Comparison point	YAML-level tools	kro
What developers see	Raw Kubernetes manifests	A higher-level custom resource such as `Application`
Validation model	Usually at deployment time	Static validation when the RGD is created
Dependency handling	Mostly manual or implied	Inferred automatically from CEL expressions
Drift correction	GitOps sync or manual correction	Continuous reconciliation of instances and managed resources

This is also why kro can reduce engineering effort compared with building a custom CRD and controller from scratch. If the goal is to compose and wire Kubernetes resources into a simpler platform API, kro lets platform teams do that declaratively in YAML and CEL instead of writing, testing, packaging, and maintaining controller code.

This layering is important. Platform engineering rarely has a single magic tool. The goal is to combine the right tools so developers interact with a clear product surface instead of a pile of low-level primitives.

Why This Matters for Platform Engineering

A common criticism of Kubernetes is that it is too complex. There is some truth to that, but the alternative is not a simpler world. Without a consistent API layer, teams end up dealing with VM provisioning, bespoke scripts, vendor-specific consoles, inconsistent deployment patterns, and a growing amount of tribal knowledge.
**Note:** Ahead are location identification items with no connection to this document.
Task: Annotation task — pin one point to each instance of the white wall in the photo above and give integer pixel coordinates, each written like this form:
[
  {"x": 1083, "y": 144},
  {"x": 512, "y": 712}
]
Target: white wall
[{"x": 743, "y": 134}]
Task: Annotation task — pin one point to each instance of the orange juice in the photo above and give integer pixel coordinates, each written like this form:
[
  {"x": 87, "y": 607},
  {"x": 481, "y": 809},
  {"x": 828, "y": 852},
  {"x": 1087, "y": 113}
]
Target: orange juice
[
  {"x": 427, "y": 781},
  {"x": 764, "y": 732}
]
The better answer is not to eliminate Kubernetes primitives altogether. It is to concentrate that complexity in the platform so application teams do not have to absorb all of it. kro helps by letting platform engineers define simpler, opinionated APIs on top of the Kubernetes model rather than exposing every primitive directly.

That is the platform engineering angle that matters most: not just automation, but product design.

Summary

One of the hardest parts of platform engineering is deciding where the contract should sit between developer intent and platform implementation. Ask developers to work directly with every Kubernetes primitive and the cognitive load becomes too high. Hide everything behind tickets and the platform becomes a bottleneck.

kro offers a useful middle path. It lets platform teams define a clean API for common deployment patterns, encode organizational standards behind that API, and keep Kubernetes reconciliation working in the background. In that sense, kro is not just a deployment convenience. It is a way to productize part of the platform.

In the next part, I will walk through concrete scenarios for that contract, such as cost-optimized stateless deployments, single-region high availability, and ingress-enabled services, and show how kro can model them.

Note: This blog is inspired by kro.run, the Kubernetes Podcast episode linked below, and several other CNCF kro-related presentations. The key emphasis is that kro can play a significant role in platform engineering.